The Full Court of the Federal Court of Australia today decided that Google was liable for misleading advertisements placed by advertisers.  See Australian Competition and Consumer Commission v. Google Inc. [2012] FCAFC 49.

The 3-0 judgment against Google included the following text:

"An ordinary and reasonable user would conclude from these circumstances that it was Google who was displaying the sponsored link in collocation with the sponsor's URL in response to the user's search.  Even if all these circumstances would not be apparent to ordinary and reasonable users, so that Google could not be "seen" by them to be more than a mere conduit, these circumstances show that Google is, in fact, much more than a mere conduit.  ...  Critical to this conclusion is the fact that the sponsored link is displayed on the screen in response to a user's query which is made by the entry of selected key words.  Thus, the user asks a question of Google and obtains Google's response.  Several features of the overall process indicate that Google engages in misleading conduct. ...
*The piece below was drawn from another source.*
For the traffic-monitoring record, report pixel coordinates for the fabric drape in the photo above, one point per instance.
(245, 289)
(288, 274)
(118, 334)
Google supplies its advertising customers with the ability to select keywords which are expected to be used by persons making enquiries through Google's search engine.  The ability of advertisers to select "broad match" keywords enables them to trigger sponsored links through Google's search engine based on known associations which are determined by Google's proprietary algorithm.  Although the keywords are selected by the advertiser, perhaps with input from Google, what is critical to the process is the triggering of the link by Google using its algorithms.  That is a further reason to conclude that it is Google's conduct as a principal, not merely as a conduit, which is involved in each of the four instances that form the subject matter of this appeal."